People always leave…
I remember the words ever so clearly now from a TV show I watched a few years back.
People always leave, she’d said.
And I never really understood. That is, until you left, and I only realized many days later. You see, you knew how to make me feel you were still around. You knew how to say those words that’d make my heart skip a thousand beats, make my eyes flutter and the birds in my head sing. You knew how to give me butterflies. That day, as I walked on the road and read your message to me explaining, as you have been doing very frequently these days, why you didn’t reply another one of my messages, which I sent you the night before, I knew, without being told, that things were no longer the same. I realized how ‘busy’ you had become for months now and it was as if the scales fell off at that point. I was walking to where I’d go eat breakfast, and coming to the realization that you had left made me see no need for food anymore: I suddenly wasn’t hungry. All I felt in my tummy was my sunken heart, and it was heavy.

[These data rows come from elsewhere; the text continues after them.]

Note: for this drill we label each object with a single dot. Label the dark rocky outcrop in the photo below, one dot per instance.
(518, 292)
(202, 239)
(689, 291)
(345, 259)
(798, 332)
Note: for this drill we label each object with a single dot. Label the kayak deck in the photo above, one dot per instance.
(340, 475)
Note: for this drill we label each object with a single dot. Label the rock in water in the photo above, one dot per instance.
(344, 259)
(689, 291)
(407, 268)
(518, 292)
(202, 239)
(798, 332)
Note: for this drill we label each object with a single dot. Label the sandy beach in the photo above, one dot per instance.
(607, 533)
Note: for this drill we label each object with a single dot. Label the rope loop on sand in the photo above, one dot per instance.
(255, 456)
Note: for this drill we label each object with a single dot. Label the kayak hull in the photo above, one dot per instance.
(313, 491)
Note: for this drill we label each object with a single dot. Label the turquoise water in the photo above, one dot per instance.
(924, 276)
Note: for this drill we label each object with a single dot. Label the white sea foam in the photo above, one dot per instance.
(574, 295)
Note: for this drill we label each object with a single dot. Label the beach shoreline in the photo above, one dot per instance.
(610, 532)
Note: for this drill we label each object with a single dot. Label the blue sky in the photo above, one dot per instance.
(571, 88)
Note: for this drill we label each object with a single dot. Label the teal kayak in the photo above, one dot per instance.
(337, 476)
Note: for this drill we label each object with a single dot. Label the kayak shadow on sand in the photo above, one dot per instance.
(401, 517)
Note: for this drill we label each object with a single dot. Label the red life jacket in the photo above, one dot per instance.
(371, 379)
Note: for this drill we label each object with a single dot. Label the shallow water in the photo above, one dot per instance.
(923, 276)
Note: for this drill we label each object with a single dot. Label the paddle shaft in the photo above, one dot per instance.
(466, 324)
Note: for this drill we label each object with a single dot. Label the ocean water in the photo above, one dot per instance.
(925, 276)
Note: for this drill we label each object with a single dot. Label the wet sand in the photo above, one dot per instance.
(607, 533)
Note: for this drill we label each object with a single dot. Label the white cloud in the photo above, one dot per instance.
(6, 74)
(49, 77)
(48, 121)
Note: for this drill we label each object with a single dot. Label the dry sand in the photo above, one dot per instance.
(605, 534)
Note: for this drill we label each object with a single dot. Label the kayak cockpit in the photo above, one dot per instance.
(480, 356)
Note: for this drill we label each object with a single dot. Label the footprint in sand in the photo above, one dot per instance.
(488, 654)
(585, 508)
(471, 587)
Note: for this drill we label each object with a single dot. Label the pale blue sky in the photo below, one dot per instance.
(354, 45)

You moved on and you didn’t tell me so I could try move on too. You left me to keep tossing and turning in a hurricane of feelings I thought were mutual. Every night, I slept in doubt, I woke to words of reassurance. Little did I know it was part of your grand plan to let me down gently. It hurt the more to think about it; my slow death in your hands. I’d rather you dealt me a single fatal blow than this slow death by a thousand cuts. Even today, you still tried to reassure me that we were okay. But we aren’t. I know this just as well as you do.
We aren’t ok. We haven’t been for a while.
When we started a few months back, everything I felt then was new to me: the ceaseless smile on my face as the thought of you was always on my mind, my sunny approach to life because I knew I had you. I no longer had my mild anxiety and panic attacks because you had encouraging words for me daily. In just a few months I had forgotten how I used to live before you. Now I don’t know how to go forward or go back.
But I smile as I write this, because one thing I had before you, and still have, is the strength of my resolve to never stay down. My life has been characterized with endless rises from the ashes of depression, confusion, pain, self-esteem/BDD issues, and I have always been able to fight my way back up. This time won’t be any different.
I will rise again. I’ll live and I’ll smile, not so I can show you what you’ve lost, but to remind me that I have been through the fire before and I always heal from the burns. I’ve had to learn to deal with life on life’s terms, and this is just another lesson in living: People always leave, and it’s ok. Lesson learnt.